Implementation and architecture
The bayesint package is freely available at GitHub (https://github.com/PublicHealthEngland/bayesint) and through the PyPI index of Python packages (pypi.org/project/bayesint). This manuscript concerns bayesint version 1.0.3, the package’s documentation will be updated if future versions have different requirements.
Quality control
bayesint is extensively tested in Python 2.7.14 and also functions in Python 3.5.5 and Python 3.6.6.
(2) Availability
Operating system
Any operating system where Python 2.7.14 or better or 3.5.5 or better with the dependencies enumerated below are installed. In practice this includes all three major operating systems (Linux/Unix, Windows 7 or better and Mac OS/OS X 10.6 or newer) together with a number of smaller platforms.
Programming language
Python 2.7.14, 3.5.5 and 3.6.6.
Additional system requirements
This software has no particularly unusual system requirements and should operate on any typical desktop machine produced in the last five years. The calculations are CPU bound so the greater the single thread performance of the machine the more swiftly the computations will complete.
Dependencies
bayesint uses the following Python packages which are installed when bayesint is installed:
- SymPy ≥ 1.1.1 [] A library for symbolic mathematics used to calculate the densities and distributions used in our credible intervals.

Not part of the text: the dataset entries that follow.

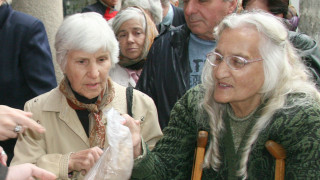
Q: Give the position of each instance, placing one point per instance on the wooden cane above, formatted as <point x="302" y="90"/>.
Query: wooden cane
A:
<point x="199" y="155"/>
<point x="279" y="153"/>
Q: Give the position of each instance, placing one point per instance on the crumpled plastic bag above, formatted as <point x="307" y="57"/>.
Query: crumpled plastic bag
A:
<point x="116" y="162"/>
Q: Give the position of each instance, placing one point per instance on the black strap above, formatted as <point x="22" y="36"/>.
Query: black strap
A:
<point x="129" y="95"/>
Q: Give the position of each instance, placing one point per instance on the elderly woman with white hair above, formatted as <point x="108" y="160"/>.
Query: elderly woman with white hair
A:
<point x="255" y="88"/>
<point x="135" y="32"/>
<point x="72" y="113"/>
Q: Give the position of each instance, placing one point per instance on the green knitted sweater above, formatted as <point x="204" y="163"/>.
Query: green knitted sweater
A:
<point x="297" y="129"/>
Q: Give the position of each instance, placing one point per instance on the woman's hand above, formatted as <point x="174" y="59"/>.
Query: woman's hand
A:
<point x="3" y="157"/>
<point x="11" y="117"/>
<point x="28" y="171"/>
<point x="134" y="126"/>
<point x="83" y="161"/>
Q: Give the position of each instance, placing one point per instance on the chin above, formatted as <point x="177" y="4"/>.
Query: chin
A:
<point x="221" y="99"/>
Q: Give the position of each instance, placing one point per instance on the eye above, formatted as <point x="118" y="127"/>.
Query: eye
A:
<point x="237" y="62"/>
<point x="103" y="59"/>
<point x="218" y="58"/>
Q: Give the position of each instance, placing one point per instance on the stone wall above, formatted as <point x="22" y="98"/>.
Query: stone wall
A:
<point x="310" y="18"/>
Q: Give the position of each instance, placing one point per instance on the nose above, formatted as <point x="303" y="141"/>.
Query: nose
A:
<point x="93" y="71"/>
<point x="222" y="70"/>
<point x="130" y="38"/>
<point x="190" y="7"/>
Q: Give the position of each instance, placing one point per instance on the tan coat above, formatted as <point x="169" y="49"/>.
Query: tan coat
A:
<point x="65" y="134"/>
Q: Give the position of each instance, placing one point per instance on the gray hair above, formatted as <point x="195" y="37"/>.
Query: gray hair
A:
<point x="125" y="15"/>
<point x="152" y="6"/>
<point x="88" y="32"/>
<point x="284" y="73"/>
<point x="165" y="2"/>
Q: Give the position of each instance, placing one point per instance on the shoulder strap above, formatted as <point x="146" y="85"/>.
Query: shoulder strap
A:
<point x="129" y="95"/>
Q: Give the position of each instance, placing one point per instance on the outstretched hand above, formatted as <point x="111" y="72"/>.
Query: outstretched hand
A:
<point x="11" y="117"/>
<point x="28" y="171"/>
<point x="134" y="126"/>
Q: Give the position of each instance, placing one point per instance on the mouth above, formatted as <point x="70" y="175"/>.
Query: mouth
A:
<point x="92" y="85"/>
<point x="224" y="85"/>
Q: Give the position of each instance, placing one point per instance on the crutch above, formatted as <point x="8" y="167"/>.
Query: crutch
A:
<point x="278" y="152"/>
<point x="199" y="155"/>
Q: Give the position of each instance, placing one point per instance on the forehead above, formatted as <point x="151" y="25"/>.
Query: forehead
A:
<point x="257" y="4"/>
<point x="131" y="23"/>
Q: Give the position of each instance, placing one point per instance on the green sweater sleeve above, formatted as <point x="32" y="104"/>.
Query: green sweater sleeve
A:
<point x="172" y="156"/>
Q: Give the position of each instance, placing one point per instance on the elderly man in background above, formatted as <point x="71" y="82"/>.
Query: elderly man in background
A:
<point x="172" y="16"/>
<point x="255" y="88"/>
<point x="175" y="60"/>
<point x="104" y="7"/>
<point x="12" y="122"/>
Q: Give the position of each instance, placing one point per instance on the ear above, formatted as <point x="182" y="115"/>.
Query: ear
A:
<point x="279" y="15"/>
<point x="232" y="6"/>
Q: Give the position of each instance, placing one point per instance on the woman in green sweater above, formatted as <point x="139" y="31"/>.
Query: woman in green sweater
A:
<point x="255" y="89"/>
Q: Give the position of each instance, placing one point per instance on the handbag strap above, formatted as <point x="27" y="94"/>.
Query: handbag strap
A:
<point x="129" y="95"/>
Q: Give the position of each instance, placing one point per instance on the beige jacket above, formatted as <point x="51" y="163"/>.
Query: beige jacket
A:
<point x="65" y="134"/>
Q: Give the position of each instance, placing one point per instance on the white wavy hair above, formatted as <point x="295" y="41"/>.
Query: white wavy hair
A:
<point x="152" y="6"/>
<point x="88" y="32"/>
<point x="284" y="73"/>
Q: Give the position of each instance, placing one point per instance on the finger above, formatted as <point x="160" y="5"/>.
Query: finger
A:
<point x="9" y="133"/>
<point x="42" y="174"/>
<point x="83" y="172"/>
<point x="29" y="123"/>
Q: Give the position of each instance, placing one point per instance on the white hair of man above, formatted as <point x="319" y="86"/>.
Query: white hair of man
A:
<point x="284" y="73"/>
<point x="151" y="6"/>
<point x="88" y="32"/>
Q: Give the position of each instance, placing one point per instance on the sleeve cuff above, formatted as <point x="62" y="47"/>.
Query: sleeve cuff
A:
<point x="64" y="163"/>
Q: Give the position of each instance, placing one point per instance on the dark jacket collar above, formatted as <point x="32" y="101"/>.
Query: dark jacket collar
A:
<point x="5" y="10"/>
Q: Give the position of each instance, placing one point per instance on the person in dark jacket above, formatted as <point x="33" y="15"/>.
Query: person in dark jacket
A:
<point x="176" y="58"/>
<point x="172" y="16"/>
<point x="255" y="88"/>
<point x="26" y="68"/>
<point x="306" y="46"/>
<point x="103" y="7"/>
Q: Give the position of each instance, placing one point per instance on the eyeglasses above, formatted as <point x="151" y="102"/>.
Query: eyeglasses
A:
<point x="234" y="62"/>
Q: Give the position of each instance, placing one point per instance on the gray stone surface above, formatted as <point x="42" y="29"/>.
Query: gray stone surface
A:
<point x="310" y="18"/>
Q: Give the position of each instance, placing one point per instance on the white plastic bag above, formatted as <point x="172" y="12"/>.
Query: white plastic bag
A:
<point x="116" y="162"/>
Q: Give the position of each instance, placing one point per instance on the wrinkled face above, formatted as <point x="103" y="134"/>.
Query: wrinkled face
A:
<point x="110" y="2"/>
<point x="239" y="86"/>
<point x="260" y="5"/>
<point x="131" y="37"/>
<point x="257" y="5"/>
<point x="203" y="15"/>
<point x="88" y="72"/>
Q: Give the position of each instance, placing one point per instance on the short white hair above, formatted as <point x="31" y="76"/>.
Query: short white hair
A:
<point x="152" y="6"/>
<point x="87" y="32"/>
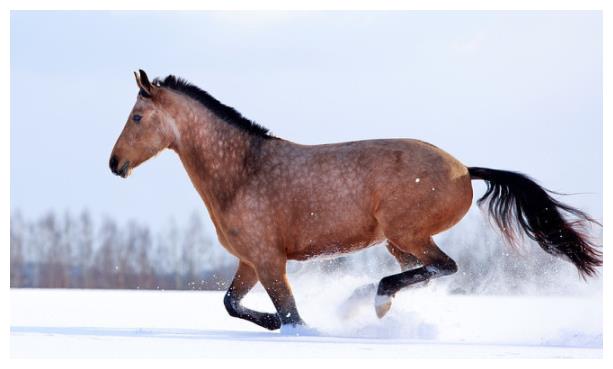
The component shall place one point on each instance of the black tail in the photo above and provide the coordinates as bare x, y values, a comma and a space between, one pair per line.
516, 201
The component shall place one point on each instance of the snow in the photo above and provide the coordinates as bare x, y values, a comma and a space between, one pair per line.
422, 323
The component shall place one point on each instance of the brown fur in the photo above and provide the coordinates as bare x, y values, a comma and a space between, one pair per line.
272, 200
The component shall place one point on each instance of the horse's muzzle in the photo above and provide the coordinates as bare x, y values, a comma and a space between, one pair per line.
120, 171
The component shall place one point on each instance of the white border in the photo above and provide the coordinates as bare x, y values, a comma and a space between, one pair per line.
293, 5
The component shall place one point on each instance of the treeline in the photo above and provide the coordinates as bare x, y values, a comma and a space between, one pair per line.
73, 251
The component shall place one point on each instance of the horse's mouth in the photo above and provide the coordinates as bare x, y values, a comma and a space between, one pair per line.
124, 171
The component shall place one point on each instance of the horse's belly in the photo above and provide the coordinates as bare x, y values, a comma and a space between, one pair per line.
335, 239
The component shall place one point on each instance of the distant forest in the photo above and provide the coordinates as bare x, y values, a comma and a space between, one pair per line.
70, 251
73, 251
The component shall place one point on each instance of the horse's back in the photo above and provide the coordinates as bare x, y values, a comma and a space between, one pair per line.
341, 197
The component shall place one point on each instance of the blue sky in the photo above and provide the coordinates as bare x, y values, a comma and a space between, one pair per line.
516, 90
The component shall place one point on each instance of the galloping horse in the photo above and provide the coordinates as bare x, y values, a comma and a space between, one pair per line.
272, 200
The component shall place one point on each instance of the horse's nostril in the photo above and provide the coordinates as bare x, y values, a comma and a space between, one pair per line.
113, 164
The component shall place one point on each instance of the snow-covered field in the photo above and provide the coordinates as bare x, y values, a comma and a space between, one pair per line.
422, 323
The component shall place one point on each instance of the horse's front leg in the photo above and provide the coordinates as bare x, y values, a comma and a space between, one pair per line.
243, 282
273, 277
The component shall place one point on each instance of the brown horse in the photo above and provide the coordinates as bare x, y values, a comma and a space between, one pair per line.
272, 200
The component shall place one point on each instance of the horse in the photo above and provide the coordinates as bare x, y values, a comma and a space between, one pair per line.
272, 200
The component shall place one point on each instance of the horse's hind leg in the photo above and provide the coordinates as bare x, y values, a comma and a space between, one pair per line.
243, 282
406, 260
435, 264
273, 277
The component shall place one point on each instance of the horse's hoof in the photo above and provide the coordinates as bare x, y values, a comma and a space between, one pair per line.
383, 303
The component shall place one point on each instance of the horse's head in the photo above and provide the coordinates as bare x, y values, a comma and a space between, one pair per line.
149, 129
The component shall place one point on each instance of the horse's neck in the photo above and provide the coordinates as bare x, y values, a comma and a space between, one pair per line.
214, 155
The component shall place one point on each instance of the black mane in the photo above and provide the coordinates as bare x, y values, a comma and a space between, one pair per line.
227, 113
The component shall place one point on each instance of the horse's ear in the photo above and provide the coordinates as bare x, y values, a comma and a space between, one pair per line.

- SciPy ≥ 0.19.1 []. A library used for scientific computing used to obtain a χ2 distribution for testing and to minimise the functions considered in the credible intervals.
- NumPy ≥ 1.13.3 []. A library with high-level mathematical functions used for vectorising our SymPy function prior to minimisation.
- mpmath ≥ 0.19 []. A library for arbitrary floating point arithmetic used in the minimisation. It is loaded through SymPy.
Software location
Archive
- Name: PyPI
- Persistent identifier: pypi.org/project/bayesint
- Licence: Open Government Licence 3.0
- Publisher: Public Health England
- Version published: 1.0.3
- Date published: 11/04/2019
Code repository
- Name: GitHub
- Persistent identifier: github.com/PublicHealthEngland/bayesint
- Licence: Open Government Licence 3.0
- Date published: 11/04/2019
Language
English
(3) Reuse potential
We broadly outline the reuse potential of this software in the discussion section of this work but as a recapitulation this package permits the calculation of credible intervals wherever 2×2 type contingency table data appear in science. With the additional benefit that prior knowledge may be incorporated into this estimate in a truly Bayesian manner. Issues and feedback about the software can be provided by users through the GitHub issue logging system.